The OWASP Benchmark is a test suite designed to evaluate the speed, coverage, and accuracy of automated vulnerability detection tools. Without the ability to measure these tools, it is difficult to understand their strengths and weaknesses, and compare them to each other. The Benchmark contains thousands of test cases that are fully runnable and exploitable.

You can currently use the Benchmark with Static Application Security Testing (SAST) tools. A future goal is to support the evaluation of Dynamic Application Security Testing (DAST) tools like OWASP ZAP and Interactive Application Security Testing (IAST). The current version is implemented in Java.
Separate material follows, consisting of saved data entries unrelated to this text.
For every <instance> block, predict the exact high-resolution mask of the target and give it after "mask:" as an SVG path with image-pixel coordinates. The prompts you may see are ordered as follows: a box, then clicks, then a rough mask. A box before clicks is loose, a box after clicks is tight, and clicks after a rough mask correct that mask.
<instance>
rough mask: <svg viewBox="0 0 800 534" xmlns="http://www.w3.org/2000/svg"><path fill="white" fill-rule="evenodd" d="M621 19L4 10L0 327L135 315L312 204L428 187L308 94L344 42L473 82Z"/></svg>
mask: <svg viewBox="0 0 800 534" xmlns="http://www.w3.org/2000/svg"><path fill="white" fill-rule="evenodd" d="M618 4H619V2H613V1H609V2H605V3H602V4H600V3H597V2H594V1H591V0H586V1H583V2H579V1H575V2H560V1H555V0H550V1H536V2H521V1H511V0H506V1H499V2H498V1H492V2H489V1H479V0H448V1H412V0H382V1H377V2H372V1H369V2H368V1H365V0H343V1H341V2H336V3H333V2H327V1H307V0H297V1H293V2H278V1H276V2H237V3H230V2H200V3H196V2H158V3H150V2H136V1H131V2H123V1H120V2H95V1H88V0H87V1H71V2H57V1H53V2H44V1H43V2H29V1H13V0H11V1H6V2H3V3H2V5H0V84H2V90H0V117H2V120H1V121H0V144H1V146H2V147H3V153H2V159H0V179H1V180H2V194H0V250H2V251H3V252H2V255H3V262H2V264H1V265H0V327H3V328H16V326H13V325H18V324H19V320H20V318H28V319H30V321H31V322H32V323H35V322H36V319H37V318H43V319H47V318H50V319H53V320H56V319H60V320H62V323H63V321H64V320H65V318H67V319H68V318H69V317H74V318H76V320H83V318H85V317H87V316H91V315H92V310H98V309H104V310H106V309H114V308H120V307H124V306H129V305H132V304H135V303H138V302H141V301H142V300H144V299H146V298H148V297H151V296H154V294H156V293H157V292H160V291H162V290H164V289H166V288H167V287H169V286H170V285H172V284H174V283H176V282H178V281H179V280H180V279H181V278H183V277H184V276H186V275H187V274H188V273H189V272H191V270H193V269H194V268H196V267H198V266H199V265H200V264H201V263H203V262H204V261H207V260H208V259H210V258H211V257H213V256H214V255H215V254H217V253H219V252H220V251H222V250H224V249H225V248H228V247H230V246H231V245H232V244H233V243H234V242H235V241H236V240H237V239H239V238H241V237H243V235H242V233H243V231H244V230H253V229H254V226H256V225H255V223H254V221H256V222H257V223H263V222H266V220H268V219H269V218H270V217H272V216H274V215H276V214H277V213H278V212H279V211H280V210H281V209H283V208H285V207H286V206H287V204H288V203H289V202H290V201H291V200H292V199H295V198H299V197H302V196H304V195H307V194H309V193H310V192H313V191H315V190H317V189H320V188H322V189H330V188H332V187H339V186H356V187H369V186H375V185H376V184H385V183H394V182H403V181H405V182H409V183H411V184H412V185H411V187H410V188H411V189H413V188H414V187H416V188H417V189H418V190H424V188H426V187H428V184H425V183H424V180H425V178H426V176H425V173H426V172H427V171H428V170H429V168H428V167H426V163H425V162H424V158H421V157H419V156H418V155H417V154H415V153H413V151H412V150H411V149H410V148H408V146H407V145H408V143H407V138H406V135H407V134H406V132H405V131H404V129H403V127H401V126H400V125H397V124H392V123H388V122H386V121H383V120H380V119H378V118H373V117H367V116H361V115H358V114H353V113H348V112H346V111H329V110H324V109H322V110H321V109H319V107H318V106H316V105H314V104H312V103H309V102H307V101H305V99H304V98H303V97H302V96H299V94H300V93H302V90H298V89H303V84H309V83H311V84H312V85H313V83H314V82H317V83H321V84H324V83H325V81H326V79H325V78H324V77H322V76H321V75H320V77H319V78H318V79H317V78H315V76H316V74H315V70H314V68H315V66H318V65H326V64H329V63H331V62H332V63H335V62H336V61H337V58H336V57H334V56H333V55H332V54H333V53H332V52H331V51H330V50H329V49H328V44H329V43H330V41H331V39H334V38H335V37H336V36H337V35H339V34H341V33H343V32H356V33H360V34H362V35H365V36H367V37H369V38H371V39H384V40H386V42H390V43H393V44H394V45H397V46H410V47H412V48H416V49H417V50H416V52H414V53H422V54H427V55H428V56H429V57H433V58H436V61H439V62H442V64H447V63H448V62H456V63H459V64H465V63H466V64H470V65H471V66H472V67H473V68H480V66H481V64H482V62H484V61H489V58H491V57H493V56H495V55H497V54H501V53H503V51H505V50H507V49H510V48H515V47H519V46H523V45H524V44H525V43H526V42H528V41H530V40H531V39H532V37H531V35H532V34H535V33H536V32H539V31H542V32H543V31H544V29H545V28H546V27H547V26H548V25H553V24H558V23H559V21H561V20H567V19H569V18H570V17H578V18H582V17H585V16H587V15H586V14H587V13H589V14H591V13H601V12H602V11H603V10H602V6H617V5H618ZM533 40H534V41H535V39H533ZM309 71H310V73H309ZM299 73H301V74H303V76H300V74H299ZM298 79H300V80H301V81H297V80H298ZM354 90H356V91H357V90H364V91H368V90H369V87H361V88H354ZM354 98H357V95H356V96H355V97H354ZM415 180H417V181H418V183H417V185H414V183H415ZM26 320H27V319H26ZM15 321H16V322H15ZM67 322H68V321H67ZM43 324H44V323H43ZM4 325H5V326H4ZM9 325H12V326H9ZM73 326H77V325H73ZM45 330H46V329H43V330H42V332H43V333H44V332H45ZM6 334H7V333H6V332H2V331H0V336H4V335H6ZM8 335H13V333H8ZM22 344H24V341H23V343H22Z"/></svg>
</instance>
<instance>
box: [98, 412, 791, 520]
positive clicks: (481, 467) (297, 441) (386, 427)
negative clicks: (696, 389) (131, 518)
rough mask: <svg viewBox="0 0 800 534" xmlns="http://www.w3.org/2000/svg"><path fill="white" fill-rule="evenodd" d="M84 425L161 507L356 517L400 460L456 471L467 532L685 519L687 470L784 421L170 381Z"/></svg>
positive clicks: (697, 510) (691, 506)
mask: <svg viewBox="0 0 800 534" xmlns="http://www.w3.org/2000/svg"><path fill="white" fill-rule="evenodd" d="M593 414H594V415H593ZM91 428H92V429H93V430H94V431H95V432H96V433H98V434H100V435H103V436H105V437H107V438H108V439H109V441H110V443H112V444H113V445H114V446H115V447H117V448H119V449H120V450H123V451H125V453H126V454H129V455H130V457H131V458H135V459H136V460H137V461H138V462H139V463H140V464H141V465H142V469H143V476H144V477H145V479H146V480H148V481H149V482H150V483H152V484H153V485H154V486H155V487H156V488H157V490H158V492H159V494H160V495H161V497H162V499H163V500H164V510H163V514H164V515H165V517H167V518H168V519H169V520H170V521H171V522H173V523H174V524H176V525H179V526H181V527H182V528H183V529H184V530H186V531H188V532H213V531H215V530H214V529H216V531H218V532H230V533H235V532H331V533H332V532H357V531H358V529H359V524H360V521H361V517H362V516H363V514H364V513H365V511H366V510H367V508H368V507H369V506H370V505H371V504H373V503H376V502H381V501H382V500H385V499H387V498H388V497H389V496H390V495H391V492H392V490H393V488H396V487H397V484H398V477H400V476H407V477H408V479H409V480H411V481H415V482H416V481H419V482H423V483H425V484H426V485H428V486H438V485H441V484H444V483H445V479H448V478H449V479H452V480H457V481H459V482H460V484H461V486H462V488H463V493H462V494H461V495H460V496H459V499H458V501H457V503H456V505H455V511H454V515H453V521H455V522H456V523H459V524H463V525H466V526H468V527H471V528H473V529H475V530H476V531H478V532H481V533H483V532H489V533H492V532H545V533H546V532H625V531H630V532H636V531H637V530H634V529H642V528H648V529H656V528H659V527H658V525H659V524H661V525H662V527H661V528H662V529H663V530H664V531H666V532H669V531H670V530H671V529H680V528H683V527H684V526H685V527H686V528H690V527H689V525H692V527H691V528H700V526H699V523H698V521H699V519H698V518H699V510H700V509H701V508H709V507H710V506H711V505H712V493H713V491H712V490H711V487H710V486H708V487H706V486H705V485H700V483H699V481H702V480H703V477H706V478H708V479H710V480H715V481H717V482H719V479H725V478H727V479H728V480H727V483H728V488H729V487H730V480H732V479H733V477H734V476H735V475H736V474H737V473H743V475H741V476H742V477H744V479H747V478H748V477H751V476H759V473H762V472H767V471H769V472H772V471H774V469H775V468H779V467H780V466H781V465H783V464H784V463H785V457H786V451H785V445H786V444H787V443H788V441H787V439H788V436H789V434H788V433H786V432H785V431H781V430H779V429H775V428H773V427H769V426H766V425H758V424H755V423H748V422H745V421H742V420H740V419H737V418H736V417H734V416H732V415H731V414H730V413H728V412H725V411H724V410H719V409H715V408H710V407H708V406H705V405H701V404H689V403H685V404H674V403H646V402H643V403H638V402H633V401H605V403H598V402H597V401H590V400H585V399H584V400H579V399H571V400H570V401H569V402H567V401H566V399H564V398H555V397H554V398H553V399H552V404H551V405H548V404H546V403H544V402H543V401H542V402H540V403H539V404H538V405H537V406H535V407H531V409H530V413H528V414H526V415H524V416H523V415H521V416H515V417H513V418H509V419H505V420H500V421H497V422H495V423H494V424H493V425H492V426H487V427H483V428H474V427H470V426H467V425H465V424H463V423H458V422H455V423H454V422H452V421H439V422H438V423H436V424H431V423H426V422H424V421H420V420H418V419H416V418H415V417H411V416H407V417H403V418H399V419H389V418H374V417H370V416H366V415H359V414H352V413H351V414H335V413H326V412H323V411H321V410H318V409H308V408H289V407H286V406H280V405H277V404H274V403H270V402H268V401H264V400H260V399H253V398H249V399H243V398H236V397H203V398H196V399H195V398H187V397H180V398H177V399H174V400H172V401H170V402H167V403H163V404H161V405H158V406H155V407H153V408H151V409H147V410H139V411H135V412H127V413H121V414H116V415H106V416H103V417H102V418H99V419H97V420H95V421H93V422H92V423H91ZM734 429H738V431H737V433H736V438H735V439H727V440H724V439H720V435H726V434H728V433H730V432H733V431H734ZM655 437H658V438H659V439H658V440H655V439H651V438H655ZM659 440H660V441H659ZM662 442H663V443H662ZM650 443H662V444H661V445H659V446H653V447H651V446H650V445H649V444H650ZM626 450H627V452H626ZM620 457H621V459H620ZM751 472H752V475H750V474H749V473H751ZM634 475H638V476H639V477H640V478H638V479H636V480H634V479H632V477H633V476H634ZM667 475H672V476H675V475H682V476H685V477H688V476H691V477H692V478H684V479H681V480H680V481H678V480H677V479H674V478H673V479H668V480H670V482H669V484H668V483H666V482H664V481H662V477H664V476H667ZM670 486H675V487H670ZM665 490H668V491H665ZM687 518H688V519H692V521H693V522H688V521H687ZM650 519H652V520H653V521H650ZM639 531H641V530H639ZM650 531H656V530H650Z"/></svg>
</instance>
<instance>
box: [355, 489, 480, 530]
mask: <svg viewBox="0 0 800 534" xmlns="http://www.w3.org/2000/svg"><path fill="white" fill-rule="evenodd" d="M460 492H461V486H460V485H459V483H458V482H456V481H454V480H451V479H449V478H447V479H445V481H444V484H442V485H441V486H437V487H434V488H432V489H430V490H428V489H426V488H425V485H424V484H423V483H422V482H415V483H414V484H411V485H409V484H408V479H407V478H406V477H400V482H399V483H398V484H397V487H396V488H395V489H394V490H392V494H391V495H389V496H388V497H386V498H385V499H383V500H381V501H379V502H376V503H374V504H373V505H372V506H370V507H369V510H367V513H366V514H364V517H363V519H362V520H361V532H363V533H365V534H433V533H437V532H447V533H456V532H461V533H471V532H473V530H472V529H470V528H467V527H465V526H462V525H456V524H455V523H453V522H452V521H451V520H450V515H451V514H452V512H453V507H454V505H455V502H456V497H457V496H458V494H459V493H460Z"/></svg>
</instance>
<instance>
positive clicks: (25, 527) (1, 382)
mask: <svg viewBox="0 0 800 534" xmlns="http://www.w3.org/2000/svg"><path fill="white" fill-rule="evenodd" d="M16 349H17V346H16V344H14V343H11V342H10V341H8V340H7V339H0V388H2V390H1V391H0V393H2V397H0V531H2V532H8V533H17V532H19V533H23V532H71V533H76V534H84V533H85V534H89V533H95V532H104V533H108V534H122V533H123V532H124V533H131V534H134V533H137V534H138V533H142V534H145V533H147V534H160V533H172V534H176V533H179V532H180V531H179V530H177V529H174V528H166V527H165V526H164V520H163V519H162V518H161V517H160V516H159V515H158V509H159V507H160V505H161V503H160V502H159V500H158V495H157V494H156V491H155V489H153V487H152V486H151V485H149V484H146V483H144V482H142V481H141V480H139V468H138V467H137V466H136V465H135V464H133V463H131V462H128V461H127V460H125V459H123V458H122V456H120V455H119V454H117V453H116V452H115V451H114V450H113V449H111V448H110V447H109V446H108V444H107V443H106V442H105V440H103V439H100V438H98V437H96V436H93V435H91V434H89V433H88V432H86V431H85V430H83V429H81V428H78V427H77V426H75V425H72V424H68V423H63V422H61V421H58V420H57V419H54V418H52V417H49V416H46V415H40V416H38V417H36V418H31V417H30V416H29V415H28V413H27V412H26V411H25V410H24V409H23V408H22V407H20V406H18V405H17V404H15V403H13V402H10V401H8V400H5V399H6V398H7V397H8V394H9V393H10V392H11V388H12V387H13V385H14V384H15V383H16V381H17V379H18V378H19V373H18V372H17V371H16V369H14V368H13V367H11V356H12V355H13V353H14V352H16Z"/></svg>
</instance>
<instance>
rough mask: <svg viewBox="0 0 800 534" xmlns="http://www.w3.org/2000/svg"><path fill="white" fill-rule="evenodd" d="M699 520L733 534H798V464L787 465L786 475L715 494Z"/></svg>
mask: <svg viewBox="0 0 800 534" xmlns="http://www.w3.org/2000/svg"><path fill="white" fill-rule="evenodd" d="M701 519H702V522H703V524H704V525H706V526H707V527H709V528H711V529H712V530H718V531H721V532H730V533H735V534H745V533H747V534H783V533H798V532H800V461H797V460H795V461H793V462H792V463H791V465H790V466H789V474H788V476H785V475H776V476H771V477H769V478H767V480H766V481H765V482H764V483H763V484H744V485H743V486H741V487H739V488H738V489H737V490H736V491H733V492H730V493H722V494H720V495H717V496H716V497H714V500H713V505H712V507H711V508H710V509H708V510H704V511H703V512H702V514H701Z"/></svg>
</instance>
Future versions may expand to include other languages.

For more information, please visit the OWASP Benchmark Project Site.

Interpretation Guide

Security tools (SAST, DAST, and IAST) are amazing when they find a complex vulnerability in your code. But they can drive everyone crazy with complexity, false alarms, and missed vulnerabilities. Using these tools without understanding their strengths and weaknesses can lead to a dangerous false sense of security.

We are on a quest to measure just how good these tools are at discovering and properly diagnosing security problems in applications. We rely on the long history of military and medical evaluation of detection technology as a foundation for our research. Therefore, the test suite tests both real and fake vulnerabilities.

There are four possible test outcomes in the Benchmark:

We can learn a lot about a tool from these four metrics. A tool that simply flags every line of code as vulnerable will perfectly identify all vulnerabilities in an application, but will also have 100% false positives. Similarly, a tool that reports nothing will have zero false positives, but will also identify zero real vulnerabilities. Imagine a tool that flips a coin to decide whether to report each vulnerability for every test case. The result would be 50% true positives and 50% false positives. We need a way to distinguish valuable security tools from these trivial ones.

If you imagine the line that connects all these points, from 0,0 to 100,100 establishes a line that roughly translates to "random guessing." The ultimate measure of a security tool is how much better it can do than this line. The diagram below shows how we will evaluate security tools against the Benchmark.


True Positive (TP) Tests with real vulnerabilities that were correctly reported as vulnerable by the tool.
False Negative (FN) Tests with real vulnerabilities that were not correctly reported as vulnerable by the tool.
True Negative (TN) Tests with fake vulnerabilities that were correctly not reported as vulnerable by the tool.
False Positive (FP) Tests with fake vulnerabilities that were incorrectly reported as vulnerable by the tool.
True Positive Rate (TPR) = TP / ( TP + FN ) The rate at which the tool correctly reports real vulnerabilities. Also referred to as Recall, as defined at Wikipedia.
False Positive Rate (FPR) = FP / ( FP + TN ) The rate at which the tool incorrectly reports fake vulnerabilities as real.
Score = TPR - FPR Normalized distance from the random guess line.